Methodology: docs/eval.md.

Stack

NestJS 11 + TypeScript on Node 22 · SurrealDB 2.3 (HNSW + BM25, one database
per tenant) · BGE-M3 embeddings (ONNX, runs locally in a worker thread) ·
OpenAI gpt-4o-mini for extraction / synthesize / verifier · optional Cohere
Rerank · a SurrealDB-native job queue · OpenTelemetry. Ships as a Docker image;
runs on any host.

Documentation


Get going	Getting started · Migration guide
Understand it	Architecture · API reference · Data model · Bitemporal semantics
Run it	Operations · Operator playbook · Deploy runbook
Measure it	Eval harness · LoCoMo benchmark

A reader-friendly version of the docs lives at
brain.inite.ai/en/docs (also in Russian).

Contributing

PRs are welcome — from typo fixes to new retrieval legs. Good first issues are
tagged good first issue.

pnpm install
docker compose up -d surrealdb
cp .env.example .env          # OPENAI_API_KEY needed for ingest/search
pnpm start:dev                # run the service
pnpm test                     # unit tests — must pass before a PR
pnpm test:eval                # retrieval-quality eval (needs an OpenAI key)

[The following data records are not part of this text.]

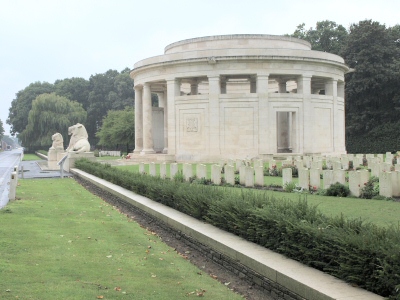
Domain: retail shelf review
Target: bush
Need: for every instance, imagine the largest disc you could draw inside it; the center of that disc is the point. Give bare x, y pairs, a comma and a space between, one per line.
295, 171
370, 189
361, 254
289, 187
338, 190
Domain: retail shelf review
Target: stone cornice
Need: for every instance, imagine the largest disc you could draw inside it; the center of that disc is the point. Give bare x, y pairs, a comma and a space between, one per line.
261, 58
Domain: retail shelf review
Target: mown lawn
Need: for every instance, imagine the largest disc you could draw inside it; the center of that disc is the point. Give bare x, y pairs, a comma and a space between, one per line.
380, 212
58, 241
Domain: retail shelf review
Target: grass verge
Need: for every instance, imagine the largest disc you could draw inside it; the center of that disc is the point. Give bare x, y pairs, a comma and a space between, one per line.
61, 242
381, 213
30, 157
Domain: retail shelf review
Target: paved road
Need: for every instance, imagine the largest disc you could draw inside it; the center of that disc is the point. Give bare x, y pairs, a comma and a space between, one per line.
8, 160
32, 169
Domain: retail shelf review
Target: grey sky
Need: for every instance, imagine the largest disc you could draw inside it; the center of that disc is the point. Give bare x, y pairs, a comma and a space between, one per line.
46, 40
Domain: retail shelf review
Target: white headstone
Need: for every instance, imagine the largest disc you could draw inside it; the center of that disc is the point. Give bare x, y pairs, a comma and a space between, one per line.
163, 170
230, 174
173, 170
315, 180
152, 169
385, 184
187, 171
249, 181
141, 168
201, 171
339, 176
259, 171
216, 174
286, 176
304, 178
396, 184
328, 178
242, 175
354, 183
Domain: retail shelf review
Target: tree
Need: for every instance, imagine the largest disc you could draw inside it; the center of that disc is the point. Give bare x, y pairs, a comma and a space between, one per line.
109, 91
51, 113
1, 130
372, 95
118, 129
327, 36
22, 104
75, 89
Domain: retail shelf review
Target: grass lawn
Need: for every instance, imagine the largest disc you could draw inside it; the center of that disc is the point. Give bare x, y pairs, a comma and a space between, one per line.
380, 212
61, 242
28, 157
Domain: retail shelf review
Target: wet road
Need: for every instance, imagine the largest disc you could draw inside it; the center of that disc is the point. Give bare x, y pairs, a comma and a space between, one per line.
8, 160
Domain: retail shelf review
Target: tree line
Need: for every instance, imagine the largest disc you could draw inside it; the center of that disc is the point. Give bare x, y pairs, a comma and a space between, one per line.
372, 94
42, 108
105, 102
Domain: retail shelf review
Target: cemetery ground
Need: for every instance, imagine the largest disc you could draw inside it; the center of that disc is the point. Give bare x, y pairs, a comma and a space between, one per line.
73, 245
379, 212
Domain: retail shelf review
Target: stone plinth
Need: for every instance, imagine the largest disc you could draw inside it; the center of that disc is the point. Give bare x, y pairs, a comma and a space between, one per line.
69, 163
53, 157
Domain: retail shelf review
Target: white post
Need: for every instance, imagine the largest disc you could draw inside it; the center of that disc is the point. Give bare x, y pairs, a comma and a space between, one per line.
13, 186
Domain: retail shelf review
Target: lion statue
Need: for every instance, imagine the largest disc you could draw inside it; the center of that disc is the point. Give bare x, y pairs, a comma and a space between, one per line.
58, 142
79, 139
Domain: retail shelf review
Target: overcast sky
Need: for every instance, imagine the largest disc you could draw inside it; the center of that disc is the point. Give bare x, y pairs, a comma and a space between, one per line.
46, 40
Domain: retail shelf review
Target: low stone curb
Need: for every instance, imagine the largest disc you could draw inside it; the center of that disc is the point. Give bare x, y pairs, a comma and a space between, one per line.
281, 277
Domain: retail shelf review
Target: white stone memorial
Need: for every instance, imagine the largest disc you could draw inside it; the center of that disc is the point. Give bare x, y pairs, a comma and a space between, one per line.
239, 96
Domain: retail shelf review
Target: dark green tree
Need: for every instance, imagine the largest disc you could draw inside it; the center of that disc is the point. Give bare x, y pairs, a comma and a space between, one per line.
108, 91
22, 104
372, 93
75, 89
51, 113
327, 36
117, 129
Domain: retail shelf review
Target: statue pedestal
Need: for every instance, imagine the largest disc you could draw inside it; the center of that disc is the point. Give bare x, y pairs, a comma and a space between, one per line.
69, 162
53, 157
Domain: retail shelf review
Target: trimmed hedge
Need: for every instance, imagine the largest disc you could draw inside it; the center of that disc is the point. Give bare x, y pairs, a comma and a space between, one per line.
360, 253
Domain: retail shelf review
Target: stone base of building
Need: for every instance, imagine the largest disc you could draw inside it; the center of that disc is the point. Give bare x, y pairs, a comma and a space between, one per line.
53, 157
69, 162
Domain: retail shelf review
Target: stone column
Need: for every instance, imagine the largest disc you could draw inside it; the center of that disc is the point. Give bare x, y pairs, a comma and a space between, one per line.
253, 84
138, 120
264, 146
194, 87
340, 89
147, 121
163, 103
307, 120
340, 145
223, 84
213, 96
173, 90
282, 86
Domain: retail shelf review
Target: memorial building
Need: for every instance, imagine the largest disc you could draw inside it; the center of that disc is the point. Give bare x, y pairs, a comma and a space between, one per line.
239, 96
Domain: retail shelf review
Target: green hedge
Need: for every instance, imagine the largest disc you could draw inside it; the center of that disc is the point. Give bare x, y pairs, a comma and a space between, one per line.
361, 254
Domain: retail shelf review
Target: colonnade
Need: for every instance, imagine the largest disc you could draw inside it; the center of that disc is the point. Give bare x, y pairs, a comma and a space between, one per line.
259, 84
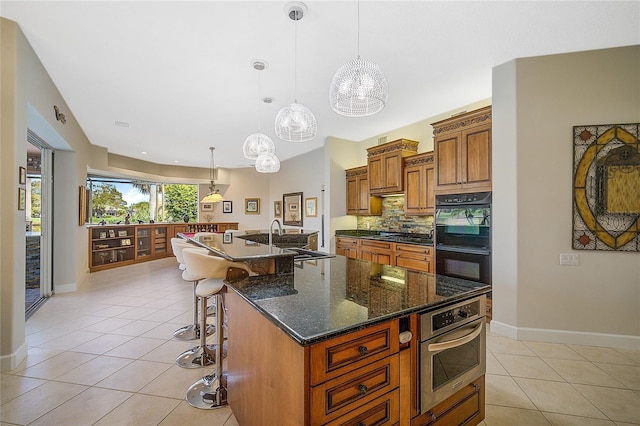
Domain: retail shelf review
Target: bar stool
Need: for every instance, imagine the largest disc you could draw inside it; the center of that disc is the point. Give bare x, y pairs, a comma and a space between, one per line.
211, 271
191, 331
210, 391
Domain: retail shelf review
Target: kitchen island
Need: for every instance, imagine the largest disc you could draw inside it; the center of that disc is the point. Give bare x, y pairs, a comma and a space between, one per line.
321, 345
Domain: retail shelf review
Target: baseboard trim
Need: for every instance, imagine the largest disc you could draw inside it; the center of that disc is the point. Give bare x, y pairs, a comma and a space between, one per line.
620, 341
65, 288
11, 361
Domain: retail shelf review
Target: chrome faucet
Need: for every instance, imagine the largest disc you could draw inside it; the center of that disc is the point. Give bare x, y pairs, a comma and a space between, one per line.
271, 231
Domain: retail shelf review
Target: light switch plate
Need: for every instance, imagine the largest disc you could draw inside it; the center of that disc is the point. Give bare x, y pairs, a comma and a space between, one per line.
569, 259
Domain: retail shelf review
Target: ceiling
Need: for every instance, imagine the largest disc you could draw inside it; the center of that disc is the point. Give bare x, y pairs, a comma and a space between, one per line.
179, 73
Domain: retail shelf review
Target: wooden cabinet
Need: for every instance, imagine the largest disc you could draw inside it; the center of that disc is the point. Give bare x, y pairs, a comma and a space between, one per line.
359, 200
419, 197
413, 256
348, 247
376, 251
350, 379
462, 149
111, 246
465, 407
384, 164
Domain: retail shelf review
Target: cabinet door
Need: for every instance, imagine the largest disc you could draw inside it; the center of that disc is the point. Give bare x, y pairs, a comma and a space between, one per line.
353, 196
414, 191
392, 172
376, 173
447, 161
476, 157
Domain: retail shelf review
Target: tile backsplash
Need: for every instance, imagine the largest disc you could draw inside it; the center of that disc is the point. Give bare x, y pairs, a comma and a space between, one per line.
394, 220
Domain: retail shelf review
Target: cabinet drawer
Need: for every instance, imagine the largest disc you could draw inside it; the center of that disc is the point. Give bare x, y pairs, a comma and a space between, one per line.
384, 245
381, 411
335, 357
414, 249
343, 394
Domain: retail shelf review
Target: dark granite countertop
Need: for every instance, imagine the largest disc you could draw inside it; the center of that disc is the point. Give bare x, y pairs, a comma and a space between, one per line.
396, 237
328, 297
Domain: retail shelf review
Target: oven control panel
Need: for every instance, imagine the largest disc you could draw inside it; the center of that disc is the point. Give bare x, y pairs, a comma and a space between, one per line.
445, 319
455, 315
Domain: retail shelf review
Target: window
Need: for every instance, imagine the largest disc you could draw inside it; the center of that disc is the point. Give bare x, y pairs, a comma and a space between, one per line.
115, 200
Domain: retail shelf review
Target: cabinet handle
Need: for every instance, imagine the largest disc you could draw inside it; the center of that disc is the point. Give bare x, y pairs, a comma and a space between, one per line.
363, 389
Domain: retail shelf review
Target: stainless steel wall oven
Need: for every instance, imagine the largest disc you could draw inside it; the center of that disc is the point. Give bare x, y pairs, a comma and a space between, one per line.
452, 350
463, 236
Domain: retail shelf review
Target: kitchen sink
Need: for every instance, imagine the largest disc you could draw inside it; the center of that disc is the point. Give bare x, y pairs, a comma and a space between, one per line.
306, 254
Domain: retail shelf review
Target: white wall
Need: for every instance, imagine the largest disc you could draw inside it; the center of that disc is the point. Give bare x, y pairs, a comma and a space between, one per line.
536, 102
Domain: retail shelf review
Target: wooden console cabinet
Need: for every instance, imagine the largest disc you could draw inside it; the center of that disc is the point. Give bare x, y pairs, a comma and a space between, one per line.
462, 148
111, 246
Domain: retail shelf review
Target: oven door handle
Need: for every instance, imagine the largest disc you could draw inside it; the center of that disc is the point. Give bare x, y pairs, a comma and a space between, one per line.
441, 346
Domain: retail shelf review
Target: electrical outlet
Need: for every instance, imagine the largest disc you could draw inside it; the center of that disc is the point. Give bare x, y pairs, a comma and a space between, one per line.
569, 259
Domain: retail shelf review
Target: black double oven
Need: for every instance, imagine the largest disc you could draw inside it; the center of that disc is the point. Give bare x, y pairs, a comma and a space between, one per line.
463, 236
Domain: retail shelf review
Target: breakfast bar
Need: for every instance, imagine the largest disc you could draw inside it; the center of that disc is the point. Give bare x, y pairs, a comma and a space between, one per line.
336, 340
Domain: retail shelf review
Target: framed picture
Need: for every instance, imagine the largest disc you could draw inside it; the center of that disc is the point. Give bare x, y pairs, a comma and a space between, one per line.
22, 199
311, 207
252, 206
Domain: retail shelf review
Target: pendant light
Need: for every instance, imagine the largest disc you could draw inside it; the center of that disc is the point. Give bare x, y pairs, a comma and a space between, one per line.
258, 143
214, 195
295, 122
267, 163
359, 87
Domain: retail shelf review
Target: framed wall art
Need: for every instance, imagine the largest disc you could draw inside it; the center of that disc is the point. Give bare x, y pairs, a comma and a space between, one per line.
311, 207
22, 199
606, 187
22, 175
252, 206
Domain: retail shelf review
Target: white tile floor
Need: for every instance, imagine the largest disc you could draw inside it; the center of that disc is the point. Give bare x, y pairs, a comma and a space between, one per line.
104, 356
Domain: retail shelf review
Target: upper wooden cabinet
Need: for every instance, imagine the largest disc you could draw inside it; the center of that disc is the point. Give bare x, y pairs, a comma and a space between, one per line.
419, 197
462, 146
385, 165
359, 200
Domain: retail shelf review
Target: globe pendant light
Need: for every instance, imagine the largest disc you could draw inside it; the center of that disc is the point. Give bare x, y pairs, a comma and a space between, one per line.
267, 163
258, 143
214, 195
295, 122
359, 87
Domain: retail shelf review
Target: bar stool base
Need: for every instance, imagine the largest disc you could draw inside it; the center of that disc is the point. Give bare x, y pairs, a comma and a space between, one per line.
198, 356
208, 393
192, 332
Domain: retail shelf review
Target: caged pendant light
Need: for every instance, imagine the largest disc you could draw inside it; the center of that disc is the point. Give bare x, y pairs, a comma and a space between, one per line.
359, 87
295, 122
214, 195
258, 143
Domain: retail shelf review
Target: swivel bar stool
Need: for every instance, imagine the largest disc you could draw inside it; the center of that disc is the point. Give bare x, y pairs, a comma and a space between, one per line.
210, 391
212, 270
191, 331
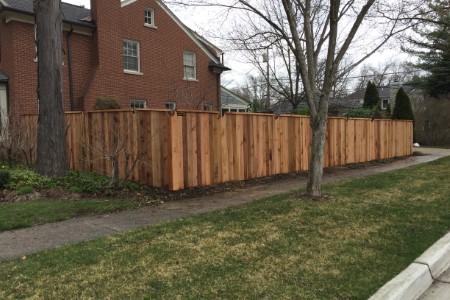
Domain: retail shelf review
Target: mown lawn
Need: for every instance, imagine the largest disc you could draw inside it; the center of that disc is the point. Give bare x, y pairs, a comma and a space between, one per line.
30, 213
276, 248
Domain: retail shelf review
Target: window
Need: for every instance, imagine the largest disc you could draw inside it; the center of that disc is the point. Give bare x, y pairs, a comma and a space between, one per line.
171, 105
189, 66
131, 56
149, 18
134, 103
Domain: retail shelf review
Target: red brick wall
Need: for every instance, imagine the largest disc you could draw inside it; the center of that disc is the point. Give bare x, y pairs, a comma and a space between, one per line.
161, 59
97, 63
18, 62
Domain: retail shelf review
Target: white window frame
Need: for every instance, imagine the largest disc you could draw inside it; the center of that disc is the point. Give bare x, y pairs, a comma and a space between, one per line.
194, 66
138, 103
152, 18
138, 56
171, 105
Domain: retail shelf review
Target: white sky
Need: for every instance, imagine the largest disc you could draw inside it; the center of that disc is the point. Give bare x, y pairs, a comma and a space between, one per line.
200, 17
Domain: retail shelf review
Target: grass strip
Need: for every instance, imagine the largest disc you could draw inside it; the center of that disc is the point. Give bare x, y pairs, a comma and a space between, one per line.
278, 248
30, 213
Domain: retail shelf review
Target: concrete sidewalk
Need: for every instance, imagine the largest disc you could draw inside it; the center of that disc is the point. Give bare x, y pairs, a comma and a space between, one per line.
17, 243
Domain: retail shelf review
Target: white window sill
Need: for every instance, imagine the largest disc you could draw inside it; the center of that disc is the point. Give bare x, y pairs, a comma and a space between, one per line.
130, 72
150, 26
190, 79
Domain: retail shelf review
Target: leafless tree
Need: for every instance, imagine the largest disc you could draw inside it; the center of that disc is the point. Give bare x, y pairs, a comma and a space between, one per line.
51, 143
110, 144
315, 31
17, 140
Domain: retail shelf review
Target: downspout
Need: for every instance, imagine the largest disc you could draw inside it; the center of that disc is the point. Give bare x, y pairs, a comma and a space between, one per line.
219, 102
69, 60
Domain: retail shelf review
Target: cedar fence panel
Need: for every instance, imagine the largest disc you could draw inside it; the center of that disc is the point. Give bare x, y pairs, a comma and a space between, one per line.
177, 150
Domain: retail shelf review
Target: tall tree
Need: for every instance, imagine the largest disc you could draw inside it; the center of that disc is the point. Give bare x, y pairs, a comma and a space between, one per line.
320, 33
431, 44
371, 97
402, 108
51, 145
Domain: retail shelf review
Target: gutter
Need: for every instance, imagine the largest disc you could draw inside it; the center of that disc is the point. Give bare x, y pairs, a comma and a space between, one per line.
69, 59
87, 24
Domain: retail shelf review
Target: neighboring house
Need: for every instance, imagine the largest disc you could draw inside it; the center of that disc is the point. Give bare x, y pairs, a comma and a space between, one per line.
338, 106
232, 102
136, 51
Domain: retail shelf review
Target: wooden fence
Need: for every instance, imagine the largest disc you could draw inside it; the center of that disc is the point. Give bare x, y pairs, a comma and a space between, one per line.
177, 150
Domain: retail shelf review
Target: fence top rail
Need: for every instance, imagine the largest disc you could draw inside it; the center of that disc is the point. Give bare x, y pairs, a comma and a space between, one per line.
185, 111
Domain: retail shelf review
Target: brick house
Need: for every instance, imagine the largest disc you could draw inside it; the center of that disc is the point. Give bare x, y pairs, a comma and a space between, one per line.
136, 51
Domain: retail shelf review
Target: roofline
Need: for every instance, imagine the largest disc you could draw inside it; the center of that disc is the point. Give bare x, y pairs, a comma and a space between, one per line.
204, 40
234, 95
6, 8
187, 31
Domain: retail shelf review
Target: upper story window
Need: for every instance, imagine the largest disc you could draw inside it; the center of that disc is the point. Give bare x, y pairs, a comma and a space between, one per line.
138, 103
189, 62
171, 105
131, 56
149, 18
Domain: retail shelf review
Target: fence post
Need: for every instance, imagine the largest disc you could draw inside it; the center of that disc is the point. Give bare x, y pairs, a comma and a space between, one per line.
174, 157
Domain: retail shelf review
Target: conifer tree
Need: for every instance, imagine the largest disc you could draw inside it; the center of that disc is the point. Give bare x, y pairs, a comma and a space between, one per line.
371, 97
402, 107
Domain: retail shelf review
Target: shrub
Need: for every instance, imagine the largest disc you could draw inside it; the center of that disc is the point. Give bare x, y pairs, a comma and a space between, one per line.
432, 121
24, 177
402, 108
25, 190
370, 113
5, 177
106, 103
371, 96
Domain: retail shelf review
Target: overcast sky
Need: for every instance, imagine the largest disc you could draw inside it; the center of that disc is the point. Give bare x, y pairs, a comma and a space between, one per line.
199, 18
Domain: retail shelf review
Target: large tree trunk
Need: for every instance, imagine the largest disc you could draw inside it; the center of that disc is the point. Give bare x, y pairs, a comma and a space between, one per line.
318, 128
51, 145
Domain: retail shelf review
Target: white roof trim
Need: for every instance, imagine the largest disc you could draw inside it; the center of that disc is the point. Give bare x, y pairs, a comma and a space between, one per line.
124, 2
186, 30
218, 51
244, 102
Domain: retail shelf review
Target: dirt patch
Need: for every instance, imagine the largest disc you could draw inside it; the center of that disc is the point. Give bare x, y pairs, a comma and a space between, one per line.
306, 197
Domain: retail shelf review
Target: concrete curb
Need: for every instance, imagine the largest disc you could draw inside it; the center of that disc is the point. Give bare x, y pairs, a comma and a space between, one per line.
412, 282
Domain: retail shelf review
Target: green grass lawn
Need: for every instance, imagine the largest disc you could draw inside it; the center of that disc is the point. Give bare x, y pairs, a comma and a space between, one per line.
276, 248
29, 213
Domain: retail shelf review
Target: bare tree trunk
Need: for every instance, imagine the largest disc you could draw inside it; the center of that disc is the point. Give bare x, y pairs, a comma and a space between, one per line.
318, 128
51, 145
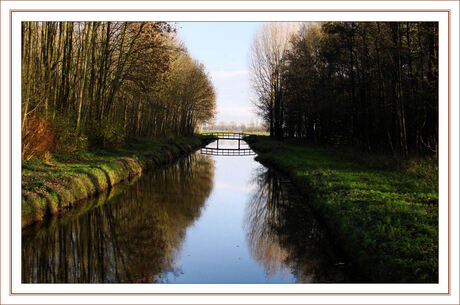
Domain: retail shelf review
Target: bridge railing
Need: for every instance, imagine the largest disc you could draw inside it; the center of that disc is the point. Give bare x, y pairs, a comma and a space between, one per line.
226, 134
227, 151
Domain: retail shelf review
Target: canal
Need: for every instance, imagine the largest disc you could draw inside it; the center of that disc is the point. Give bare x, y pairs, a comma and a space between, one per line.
205, 219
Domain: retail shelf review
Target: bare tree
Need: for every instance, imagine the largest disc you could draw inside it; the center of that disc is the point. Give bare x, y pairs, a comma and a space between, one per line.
268, 49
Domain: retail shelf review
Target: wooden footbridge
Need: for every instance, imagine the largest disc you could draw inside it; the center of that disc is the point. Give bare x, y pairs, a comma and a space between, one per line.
235, 136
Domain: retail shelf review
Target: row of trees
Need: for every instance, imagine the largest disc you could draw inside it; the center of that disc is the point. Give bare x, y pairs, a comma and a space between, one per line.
373, 85
107, 81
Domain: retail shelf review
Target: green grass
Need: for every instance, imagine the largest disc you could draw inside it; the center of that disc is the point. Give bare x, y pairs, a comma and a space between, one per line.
50, 185
384, 216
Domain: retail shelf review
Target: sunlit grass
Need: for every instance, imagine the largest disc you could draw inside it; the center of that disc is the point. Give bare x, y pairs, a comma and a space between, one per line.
53, 184
386, 217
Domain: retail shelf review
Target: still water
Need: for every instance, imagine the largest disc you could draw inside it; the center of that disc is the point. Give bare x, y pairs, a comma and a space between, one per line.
205, 219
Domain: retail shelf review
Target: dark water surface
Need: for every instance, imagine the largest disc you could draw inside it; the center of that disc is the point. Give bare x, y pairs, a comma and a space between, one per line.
205, 219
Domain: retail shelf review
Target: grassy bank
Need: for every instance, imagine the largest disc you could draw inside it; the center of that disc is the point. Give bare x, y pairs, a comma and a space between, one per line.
50, 186
384, 217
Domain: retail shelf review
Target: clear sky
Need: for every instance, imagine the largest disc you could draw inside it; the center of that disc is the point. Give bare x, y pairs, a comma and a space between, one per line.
223, 47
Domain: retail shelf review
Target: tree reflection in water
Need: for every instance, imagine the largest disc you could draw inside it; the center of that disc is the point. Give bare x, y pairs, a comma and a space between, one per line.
284, 235
133, 237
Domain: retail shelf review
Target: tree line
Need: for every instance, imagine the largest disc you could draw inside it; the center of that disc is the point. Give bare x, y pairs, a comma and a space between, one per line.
371, 85
100, 83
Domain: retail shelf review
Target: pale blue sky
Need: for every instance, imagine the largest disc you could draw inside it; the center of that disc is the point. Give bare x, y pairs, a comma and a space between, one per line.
223, 47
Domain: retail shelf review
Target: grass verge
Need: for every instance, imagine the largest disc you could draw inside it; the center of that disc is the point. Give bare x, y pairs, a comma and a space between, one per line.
386, 220
51, 186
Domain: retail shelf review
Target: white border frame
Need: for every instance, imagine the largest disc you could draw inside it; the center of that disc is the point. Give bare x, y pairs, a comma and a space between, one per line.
18, 287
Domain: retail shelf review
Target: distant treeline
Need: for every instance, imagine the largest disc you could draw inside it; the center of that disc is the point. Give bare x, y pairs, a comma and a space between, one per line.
99, 83
372, 85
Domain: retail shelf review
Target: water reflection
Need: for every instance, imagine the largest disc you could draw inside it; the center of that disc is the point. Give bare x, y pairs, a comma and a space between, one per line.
133, 237
284, 235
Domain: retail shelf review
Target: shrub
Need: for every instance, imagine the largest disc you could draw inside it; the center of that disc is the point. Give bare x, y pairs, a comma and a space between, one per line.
38, 138
109, 135
68, 141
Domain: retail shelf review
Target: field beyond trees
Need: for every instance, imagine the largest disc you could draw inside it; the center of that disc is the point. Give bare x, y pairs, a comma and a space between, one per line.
383, 213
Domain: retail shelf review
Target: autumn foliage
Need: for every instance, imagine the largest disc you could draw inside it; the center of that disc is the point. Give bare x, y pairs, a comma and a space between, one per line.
38, 139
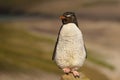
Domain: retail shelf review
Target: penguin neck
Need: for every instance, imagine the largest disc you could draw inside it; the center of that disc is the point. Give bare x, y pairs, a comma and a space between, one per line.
70, 24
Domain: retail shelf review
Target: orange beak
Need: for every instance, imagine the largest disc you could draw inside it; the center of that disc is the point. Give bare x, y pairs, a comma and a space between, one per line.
62, 17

Two hard bars for every PR: tests + the eval gate pass (a retrieval
regression past tolerance blocks merge), and schema changes ship as new
numbered migrations in src/db/migrations/. Details in
CONTRIBUTING.md. Please also read the
CODE_OF_CONDUCT.md. Found a vulnerability? Don't open a
public issue — see SECURITY.md.

Roadmap

Shipped: bitemporal graph, hybrid retrieval pipeline, conflict resolution,
identity merge, GDPR forget, native MCP, eval-gated CI, off-hours self-improvement
(dreams).

Exploring (issues + ideas welcome): HNSW on by default for large tenants,
multi-hop edge-expansion by default, a local cross-encoder fallback, per-leg
OpenTelemetry spans, and an embedding-upgrade path. Have a use case? Open an issue.

License

AGPL-3.0-or-later. Brain is a hosted backend service, so AGPL is the
honest choice: if you run Brain (modified or not) for users over a network, you
make the corresponding source available to them under the same terms. If AGPL is
incompatible with your downstream needs, open an issue — we may relicense specific
modules when the request is reasonable.